How would I represent this in the sbatch script? This is what I have so far as a min example.
#SBATCH --nodes=2
#SBATCH --gres=gpu:2
#SBATCH --cpus-per-task=20
source ~/ray_env/bin/activate
# ray setup from NERSC repository
echo "Ray setup"
redis_password=$(uuidgen)
export redis_password
nodes=$(scontrol show hostnames "$SLURM_JOB_NODELIST") # Getting the node names
nodes_array=($nodes)
node_1=${nodes_array[0]}
ip=$(srun --nodes=1 --ntasks=1 -w "$node_1" hostname --ip-address) # making redis-address
# if we detect a space character in the head node IP, we'll
# convert it to an ipv4 address. This step is optional.

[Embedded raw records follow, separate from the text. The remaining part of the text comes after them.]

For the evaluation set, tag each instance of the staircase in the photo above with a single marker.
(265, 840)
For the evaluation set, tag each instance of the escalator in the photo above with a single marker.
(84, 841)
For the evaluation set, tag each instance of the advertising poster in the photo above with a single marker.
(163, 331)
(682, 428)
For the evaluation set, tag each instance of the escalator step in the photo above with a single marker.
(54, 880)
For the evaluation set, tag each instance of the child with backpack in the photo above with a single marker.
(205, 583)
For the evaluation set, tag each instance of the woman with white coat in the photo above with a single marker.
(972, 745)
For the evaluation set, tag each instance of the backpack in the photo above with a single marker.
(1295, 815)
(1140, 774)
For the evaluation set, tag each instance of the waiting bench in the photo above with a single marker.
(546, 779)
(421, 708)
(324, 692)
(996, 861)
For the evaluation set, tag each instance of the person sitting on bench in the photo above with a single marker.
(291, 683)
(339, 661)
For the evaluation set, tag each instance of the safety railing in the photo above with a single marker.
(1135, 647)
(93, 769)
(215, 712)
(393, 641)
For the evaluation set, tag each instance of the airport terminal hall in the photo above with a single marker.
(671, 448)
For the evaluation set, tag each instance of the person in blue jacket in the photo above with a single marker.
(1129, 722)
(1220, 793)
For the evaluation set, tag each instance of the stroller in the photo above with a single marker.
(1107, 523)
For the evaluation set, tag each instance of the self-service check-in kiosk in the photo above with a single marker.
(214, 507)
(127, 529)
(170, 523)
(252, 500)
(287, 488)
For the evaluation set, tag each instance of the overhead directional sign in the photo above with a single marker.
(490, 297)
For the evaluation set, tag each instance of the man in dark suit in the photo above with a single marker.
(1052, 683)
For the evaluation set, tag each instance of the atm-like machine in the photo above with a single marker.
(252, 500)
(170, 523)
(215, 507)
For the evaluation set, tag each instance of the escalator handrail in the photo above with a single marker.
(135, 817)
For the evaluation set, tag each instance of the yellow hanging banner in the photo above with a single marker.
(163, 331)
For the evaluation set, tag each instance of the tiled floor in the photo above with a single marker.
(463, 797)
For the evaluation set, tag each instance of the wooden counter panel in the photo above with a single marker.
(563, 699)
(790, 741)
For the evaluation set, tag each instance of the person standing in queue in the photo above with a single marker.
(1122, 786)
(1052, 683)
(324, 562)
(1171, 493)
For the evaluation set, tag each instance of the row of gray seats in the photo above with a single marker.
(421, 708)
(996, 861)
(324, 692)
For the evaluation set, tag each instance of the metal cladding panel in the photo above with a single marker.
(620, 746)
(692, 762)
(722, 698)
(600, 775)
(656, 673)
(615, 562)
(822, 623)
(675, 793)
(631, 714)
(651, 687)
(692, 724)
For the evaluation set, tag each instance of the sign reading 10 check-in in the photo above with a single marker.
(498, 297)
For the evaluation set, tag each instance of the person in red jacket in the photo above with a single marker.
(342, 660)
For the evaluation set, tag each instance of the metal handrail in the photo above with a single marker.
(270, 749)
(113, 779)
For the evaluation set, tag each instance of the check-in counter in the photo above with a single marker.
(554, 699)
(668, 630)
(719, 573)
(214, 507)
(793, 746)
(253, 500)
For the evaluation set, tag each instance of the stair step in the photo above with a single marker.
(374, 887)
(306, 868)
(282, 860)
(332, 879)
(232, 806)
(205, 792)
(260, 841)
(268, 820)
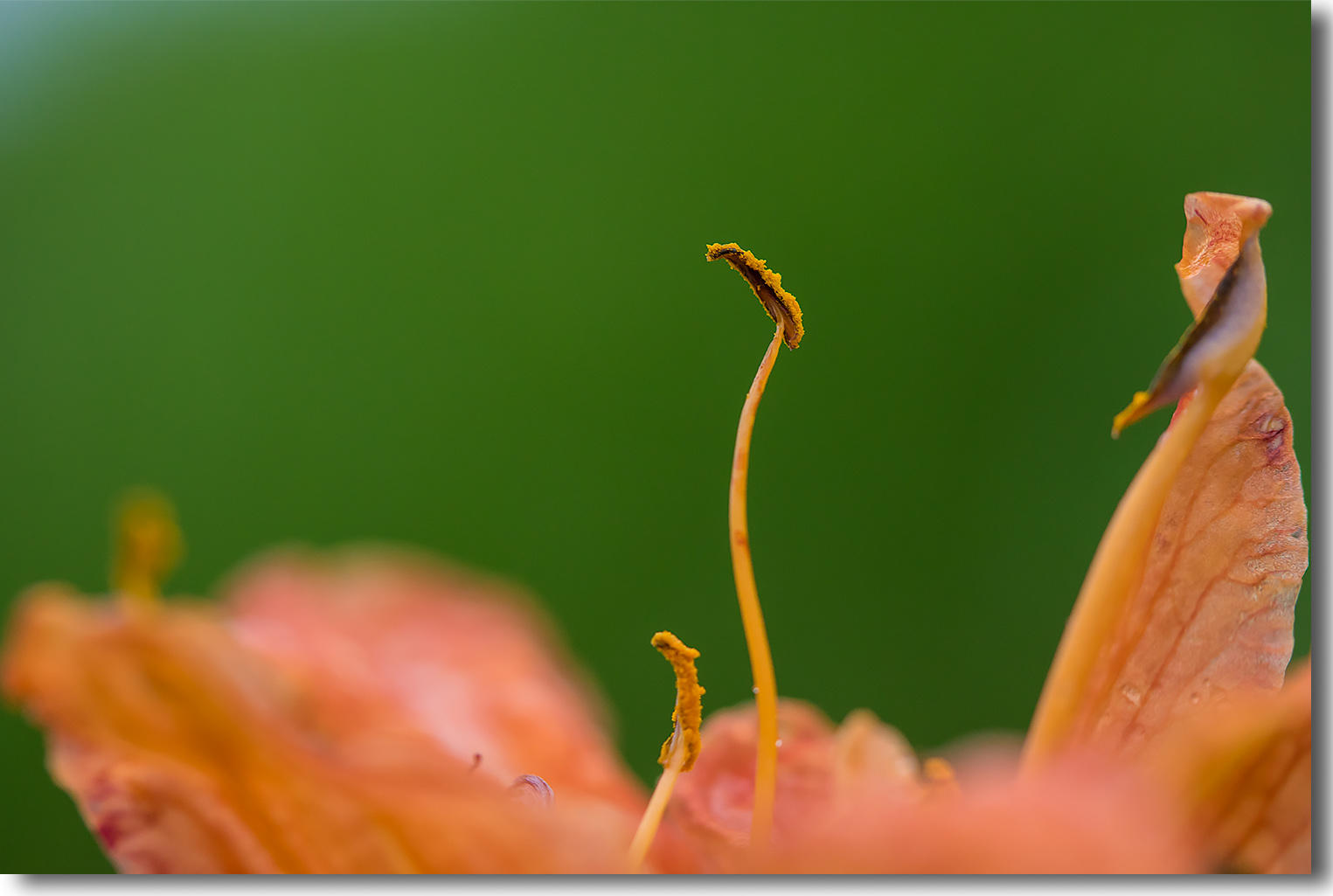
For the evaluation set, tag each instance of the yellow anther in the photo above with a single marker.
(939, 778)
(784, 311)
(147, 545)
(688, 713)
(768, 286)
(682, 748)
(1136, 411)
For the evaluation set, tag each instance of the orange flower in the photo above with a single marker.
(372, 712)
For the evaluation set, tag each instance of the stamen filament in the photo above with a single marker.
(752, 616)
(656, 807)
(785, 312)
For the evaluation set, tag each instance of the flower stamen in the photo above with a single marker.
(682, 748)
(147, 545)
(784, 311)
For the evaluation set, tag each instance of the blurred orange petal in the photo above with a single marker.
(1080, 815)
(853, 802)
(469, 662)
(188, 749)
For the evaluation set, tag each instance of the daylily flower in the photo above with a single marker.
(372, 712)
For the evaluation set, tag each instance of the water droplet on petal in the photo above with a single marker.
(532, 789)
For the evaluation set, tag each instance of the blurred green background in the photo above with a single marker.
(434, 274)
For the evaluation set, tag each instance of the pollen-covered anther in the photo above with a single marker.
(688, 713)
(940, 779)
(682, 748)
(767, 284)
(147, 545)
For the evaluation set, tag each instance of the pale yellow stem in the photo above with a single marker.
(656, 809)
(752, 617)
(1114, 578)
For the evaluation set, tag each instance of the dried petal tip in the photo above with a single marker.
(149, 543)
(688, 713)
(1216, 228)
(768, 286)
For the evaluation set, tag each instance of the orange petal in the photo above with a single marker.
(712, 804)
(1246, 768)
(1216, 227)
(1080, 815)
(1215, 609)
(471, 663)
(187, 751)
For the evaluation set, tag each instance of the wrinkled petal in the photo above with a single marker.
(188, 751)
(1216, 226)
(1246, 769)
(853, 802)
(1215, 609)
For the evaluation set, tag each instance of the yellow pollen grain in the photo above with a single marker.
(688, 713)
(767, 284)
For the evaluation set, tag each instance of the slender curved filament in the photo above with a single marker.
(752, 617)
(656, 809)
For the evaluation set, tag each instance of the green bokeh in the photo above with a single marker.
(434, 274)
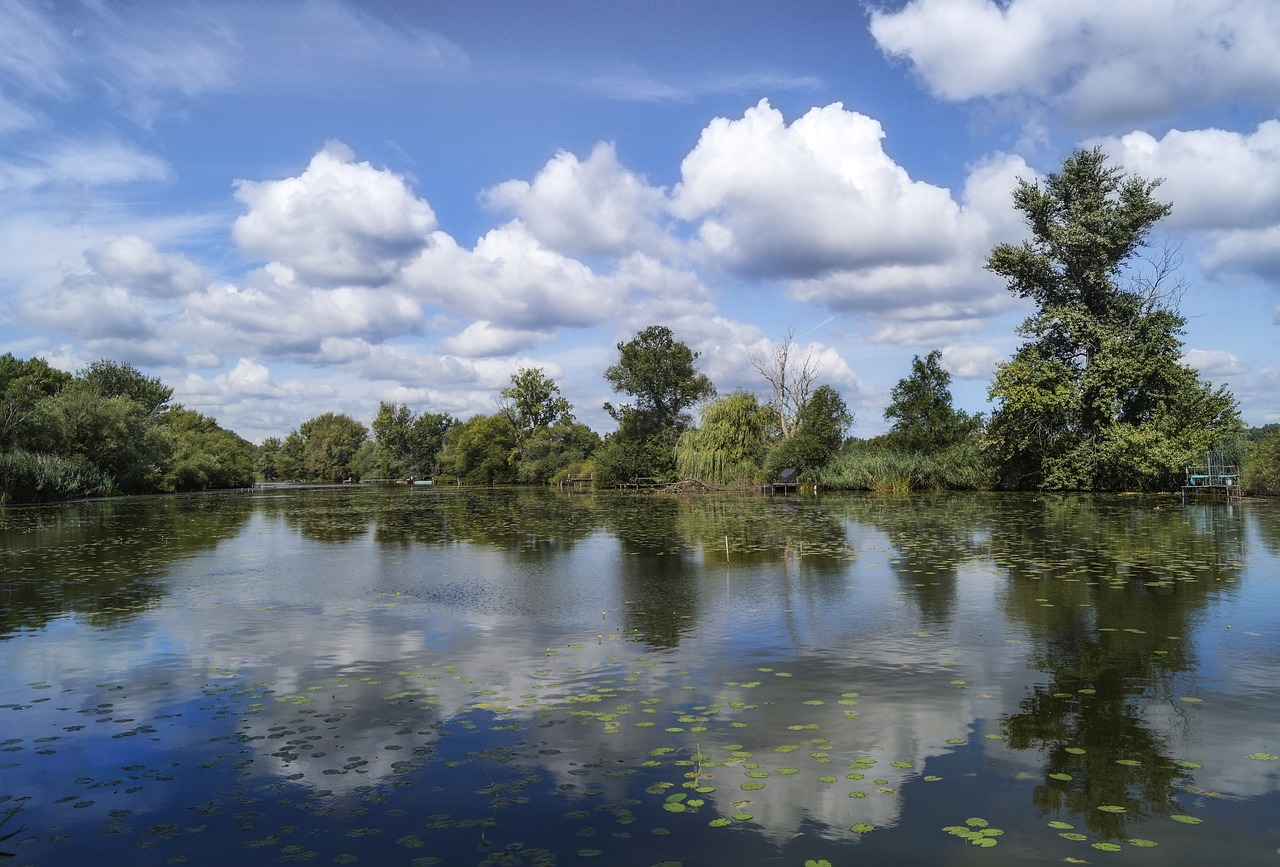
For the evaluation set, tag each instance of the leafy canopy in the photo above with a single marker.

if [[ "$ip" == *" "* ]]; then
IFS=' ' read -ra ADDR <<< "$ip"
if [[ ${#ADDR[0]} -gt 16 ]]; then
ip=${ADDR[1]}
else
ip=${ADDR[0]}
fi
echo "IPV6 address detected. We split the IPV4 address as $ip"
fi
port=6379
ip_head=$ip:$port
export ip_head
echo "IP Head: $ip_head"
echo "STARTING HEAD at $node_1"
srun --nodes=1 --ntasks=1 -w "$node_1" \
ray start --head --node-ip-address="$ip" --port=$port --redis-password="$redis_password" --block & ; python3 hp_cluster.py --run_id RayCluster
sleep 30
worker_num=$((SLURM_JOB_NUM_NODES - 1)) #number of nodes other than the head node
for ((i = 1; i <= worker_num; i++)); do
node_i=${nodes_array[$i]}
echo "STARTING WORKER $i at $node_i"
srun --nodes=1 --ntasks=1 -w "$node_i" ray start --address "$ip_head" --redis-password="$redis_password" --block & ; python hp_cluster.py --run_id RayCluster --worker
sleep 5
done
echo "Setup complete"
However it doesn’t work. The code works since I can do it manually with interactive terminals.
Any suggestions on when and how to run my program after starting the Ray cluster would really help.
Thanks!